Selon cette étude les solutions de décontamination des micro-kératomes, utilisées aux concentrations recommandées par les fabricants, ne seraient donc pas en cause dans les KLD.

Caractéristiques des endophtalmies retardées sur bulles de filtration (Ophthalmology 2002 ; 109(5) : 985-91, A. Song et al.) www.aaojournal.org
Quarante neuf cas d'endophtalmie tardive (de 8 mois à 12 ans après chirurgie filtrante) ont été analysés. Dans plus de 80% des cas des anti-mitotiques avaient été utilisés en per-opératoire et les facteurs de risque d'endophtalmie sont apparus similaires à ceux que l'on trouve dans la littérature. Il s'agit des troubles d'étanchéité de la bulle de filtration (BF), des gestes réalisés sur la BF (révisions chirurgicales ou à l'aiguille, ablations de sutures, injections de sang autologue...), des BF inférieures et des obstructions lacrymo-nasales. Les germes les plus souvent en cause étaient les streptocoques, puis les staphylocoques. Le pronostic des endophtalmies retardées sur BF est mauvais. En effet, dans cette série, l'acuité visuelle finale était inférieure à 5/200 dans 64% des cas après vitrectomie et 31% des autres cas, l'hypertonie oculaire a récidivé une fois sur dix et plus d'un patient sur cinq a dû être énucléé ou éviscéré.

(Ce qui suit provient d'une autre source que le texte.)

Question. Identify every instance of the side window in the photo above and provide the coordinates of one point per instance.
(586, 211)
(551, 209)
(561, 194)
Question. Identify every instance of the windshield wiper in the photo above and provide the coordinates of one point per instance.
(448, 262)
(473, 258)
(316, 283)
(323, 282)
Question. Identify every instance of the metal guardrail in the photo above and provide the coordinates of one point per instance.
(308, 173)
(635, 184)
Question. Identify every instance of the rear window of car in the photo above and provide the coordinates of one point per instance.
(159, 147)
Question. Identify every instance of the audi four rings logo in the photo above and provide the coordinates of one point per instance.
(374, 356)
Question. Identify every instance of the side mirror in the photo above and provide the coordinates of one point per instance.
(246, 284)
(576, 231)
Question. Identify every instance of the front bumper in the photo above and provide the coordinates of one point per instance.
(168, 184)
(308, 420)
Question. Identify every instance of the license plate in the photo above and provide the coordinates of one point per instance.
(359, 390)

Des acides aminés comme adjuvants de la chirurgie réfractive (J. Refract Surg 2002 ; 18(3 Suppl) : S374-7, P. Vinciguerra et al.) www.ncbi.nlm.nih.gov/entrez/query.fcgi (paolo.vinciguerra@humanitas.it)

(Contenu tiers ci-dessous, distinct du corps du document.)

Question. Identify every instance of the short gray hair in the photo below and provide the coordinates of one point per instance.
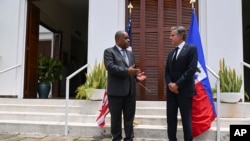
(180, 30)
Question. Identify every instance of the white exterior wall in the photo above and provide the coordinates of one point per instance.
(220, 28)
(105, 18)
(221, 33)
(12, 43)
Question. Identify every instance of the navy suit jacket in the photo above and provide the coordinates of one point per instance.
(120, 83)
(182, 73)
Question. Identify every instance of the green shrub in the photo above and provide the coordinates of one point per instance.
(229, 80)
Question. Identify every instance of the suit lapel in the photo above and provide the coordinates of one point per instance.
(183, 50)
(120, 55)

Des suppléments en acides aminés (AA) administrés par voie orale pourraient faciliter la cicatrisation de l'épithélium cornéen. C'est ce qu'illustre une série d'expériences réalisées par les auteurs. In vitro la croissance de fibroblastes cornéens de lapins s'est vue stimulée par la l'augmentation des AA dans le milieu de culture. Des cornées humaines désépithélialisées et issues de la banque des yeux ont entamé une réépithélialisation de meilleure qualité lorsqu'elles avaient été conservées dans un milieu enrichi en AA. In vivo 6 patients suivis pour des érosions cornéennes résistant aux thérapeutiques habituelles ont reçu un traitement à base d'AA et de vitamine C per os et 5 d'entre eux ont été améliorés. Enfin 21 patients qui avaient eu des troubles de cicatrisation cornéenne après une première PKR ont reçu ces suppléments per os en péri-opératoire pour le 2ème oeil : tous ont cicatrisé en moins de 3 jours.